Cela dit, je pense qu’on ne peut plus reculer : nos partenaires au développement nous suivent, la crédibilité du pays est en jeu. On doit par conséquent montrer que nos présidents ne sont pas à l’abri de poursuites judiciaires quand ils ont fauté. J’ose espérer que les biens spoliés seront restitués au peuple mauritanien.

– Lors de leur conférence de presse, les partis de l’opposition ont affirmé que rien n’a changé depuis l’arrivée de Ghazwani, par rapport à la gouvernance de l’ex-Président. Le Manifeste partage-t-il cette affirmation ?

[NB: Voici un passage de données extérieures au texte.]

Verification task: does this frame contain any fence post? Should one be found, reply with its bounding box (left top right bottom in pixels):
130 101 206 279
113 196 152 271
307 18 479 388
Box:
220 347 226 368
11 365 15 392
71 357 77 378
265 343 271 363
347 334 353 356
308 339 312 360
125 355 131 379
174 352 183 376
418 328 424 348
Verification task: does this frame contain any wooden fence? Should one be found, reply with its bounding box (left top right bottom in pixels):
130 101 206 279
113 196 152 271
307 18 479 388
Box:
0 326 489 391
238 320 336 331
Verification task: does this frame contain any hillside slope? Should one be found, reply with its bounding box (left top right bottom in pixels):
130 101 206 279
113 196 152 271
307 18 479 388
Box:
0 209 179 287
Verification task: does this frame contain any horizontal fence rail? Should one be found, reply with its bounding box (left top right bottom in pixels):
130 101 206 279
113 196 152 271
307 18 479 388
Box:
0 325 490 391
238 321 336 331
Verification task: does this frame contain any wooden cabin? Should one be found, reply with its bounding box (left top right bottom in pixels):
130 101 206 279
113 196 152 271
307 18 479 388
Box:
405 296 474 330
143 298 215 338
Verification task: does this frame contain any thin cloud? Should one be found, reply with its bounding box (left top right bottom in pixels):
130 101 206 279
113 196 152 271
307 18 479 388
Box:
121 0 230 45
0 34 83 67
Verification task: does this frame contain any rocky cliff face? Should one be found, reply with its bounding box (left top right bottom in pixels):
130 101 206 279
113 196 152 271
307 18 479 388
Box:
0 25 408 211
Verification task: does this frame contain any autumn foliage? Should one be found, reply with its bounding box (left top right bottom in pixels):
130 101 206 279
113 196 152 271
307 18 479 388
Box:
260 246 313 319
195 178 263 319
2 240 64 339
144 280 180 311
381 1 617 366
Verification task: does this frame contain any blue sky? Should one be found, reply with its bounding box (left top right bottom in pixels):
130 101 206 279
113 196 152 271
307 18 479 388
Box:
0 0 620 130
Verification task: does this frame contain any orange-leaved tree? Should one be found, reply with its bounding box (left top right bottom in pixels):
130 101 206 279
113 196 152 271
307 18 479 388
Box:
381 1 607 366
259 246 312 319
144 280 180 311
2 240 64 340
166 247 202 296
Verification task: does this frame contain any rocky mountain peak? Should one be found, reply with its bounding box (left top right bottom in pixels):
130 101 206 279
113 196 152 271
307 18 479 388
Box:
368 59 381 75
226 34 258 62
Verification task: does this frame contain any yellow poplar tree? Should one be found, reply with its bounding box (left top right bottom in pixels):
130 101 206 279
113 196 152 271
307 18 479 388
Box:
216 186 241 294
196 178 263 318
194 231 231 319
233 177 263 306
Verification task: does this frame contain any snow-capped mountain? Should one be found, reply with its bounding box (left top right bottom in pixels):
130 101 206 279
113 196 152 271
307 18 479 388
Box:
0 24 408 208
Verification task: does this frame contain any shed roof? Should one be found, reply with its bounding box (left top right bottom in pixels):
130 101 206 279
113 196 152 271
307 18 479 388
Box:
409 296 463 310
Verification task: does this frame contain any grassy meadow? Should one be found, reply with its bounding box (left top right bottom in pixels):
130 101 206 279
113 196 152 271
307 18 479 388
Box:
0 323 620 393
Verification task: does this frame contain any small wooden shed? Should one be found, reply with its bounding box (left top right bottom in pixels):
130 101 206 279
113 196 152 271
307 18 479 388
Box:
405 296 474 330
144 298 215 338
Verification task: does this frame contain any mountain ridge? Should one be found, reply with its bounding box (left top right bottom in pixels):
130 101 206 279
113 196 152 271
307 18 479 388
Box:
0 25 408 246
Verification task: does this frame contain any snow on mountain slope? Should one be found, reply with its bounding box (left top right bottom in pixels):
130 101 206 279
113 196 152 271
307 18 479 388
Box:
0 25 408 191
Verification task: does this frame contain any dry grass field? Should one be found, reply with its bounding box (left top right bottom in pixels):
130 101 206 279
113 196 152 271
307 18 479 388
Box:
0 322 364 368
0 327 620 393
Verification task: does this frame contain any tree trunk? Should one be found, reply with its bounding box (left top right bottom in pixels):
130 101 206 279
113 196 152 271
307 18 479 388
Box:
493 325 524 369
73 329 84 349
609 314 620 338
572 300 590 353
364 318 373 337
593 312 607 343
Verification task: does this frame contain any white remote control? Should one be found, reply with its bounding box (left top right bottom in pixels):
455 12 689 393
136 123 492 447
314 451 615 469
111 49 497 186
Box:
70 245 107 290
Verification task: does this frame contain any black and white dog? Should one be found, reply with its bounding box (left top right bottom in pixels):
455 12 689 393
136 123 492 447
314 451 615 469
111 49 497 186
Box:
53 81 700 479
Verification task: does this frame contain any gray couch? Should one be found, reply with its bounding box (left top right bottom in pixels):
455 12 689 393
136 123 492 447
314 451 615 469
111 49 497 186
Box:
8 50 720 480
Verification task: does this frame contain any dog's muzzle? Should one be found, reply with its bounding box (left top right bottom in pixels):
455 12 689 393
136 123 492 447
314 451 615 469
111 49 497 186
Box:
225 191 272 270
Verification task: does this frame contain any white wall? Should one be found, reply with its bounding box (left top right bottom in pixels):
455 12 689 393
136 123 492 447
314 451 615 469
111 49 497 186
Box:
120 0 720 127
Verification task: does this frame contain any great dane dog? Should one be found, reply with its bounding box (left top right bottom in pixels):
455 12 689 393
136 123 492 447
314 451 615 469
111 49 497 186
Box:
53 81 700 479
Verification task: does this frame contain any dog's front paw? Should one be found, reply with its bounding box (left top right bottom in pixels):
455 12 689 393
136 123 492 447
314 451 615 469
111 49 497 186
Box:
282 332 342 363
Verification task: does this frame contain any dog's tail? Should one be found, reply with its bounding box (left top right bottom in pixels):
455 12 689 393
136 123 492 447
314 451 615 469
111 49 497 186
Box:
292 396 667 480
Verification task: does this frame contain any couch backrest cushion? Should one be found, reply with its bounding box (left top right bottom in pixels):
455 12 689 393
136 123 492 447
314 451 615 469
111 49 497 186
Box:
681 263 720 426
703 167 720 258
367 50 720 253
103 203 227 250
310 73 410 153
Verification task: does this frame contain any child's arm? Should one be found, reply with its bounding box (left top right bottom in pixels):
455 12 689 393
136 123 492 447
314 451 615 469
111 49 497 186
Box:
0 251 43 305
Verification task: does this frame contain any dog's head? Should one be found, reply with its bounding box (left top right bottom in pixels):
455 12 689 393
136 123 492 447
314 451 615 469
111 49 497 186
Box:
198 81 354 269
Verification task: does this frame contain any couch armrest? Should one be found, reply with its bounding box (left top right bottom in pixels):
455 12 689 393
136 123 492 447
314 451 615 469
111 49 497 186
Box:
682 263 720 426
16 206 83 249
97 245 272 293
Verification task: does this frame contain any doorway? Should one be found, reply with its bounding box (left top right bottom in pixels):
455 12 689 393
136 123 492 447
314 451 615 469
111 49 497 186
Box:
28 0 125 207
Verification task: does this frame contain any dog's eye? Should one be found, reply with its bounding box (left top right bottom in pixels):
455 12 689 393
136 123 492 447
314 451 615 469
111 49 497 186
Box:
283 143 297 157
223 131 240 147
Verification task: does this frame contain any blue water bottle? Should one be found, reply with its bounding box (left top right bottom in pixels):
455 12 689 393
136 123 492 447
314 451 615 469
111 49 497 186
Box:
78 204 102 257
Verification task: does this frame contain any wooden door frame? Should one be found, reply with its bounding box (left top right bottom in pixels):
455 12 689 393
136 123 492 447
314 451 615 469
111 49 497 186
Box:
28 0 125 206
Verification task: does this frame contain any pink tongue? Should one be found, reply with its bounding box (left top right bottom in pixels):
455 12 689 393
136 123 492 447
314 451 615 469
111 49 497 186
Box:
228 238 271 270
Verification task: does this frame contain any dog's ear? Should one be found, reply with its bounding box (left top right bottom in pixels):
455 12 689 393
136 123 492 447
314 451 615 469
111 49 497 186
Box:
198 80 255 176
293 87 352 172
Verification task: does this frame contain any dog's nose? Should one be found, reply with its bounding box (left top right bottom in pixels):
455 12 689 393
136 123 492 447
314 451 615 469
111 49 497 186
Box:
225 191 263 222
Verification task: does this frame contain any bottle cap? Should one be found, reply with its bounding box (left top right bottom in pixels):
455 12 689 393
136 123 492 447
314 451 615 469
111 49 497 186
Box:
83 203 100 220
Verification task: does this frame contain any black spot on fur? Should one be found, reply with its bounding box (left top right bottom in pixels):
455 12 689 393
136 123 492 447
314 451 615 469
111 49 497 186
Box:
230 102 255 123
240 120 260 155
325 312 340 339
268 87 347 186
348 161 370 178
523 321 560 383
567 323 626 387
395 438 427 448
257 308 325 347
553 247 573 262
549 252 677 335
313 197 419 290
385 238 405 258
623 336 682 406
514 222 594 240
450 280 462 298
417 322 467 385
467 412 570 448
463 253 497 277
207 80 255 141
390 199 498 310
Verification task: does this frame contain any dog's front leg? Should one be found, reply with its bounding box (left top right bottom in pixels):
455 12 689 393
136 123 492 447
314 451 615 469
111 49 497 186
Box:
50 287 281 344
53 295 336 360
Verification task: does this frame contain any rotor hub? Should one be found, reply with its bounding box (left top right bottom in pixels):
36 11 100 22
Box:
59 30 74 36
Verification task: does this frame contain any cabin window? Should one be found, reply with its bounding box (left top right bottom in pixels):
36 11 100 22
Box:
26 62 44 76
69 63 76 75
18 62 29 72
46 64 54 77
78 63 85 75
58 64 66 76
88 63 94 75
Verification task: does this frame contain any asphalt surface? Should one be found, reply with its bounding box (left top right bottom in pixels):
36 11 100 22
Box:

– Comme je l’ai dit tantôt, nous avons procédé, dans notre déclaration du 10 Septembre, à une évaluation sans complaisance des deux années de règne d’Ould Ghazwani. Elle est beaucoup plus exhaustive que celle réalisée par les huit partis politiques auxquels vous avez fait allusion. Le Manifeste relève des insuffisances d’ordre politique, économique, social, etc. Le moins qu’on puisse dire que la Mauritanie n’a pas connu d’avancées significatives.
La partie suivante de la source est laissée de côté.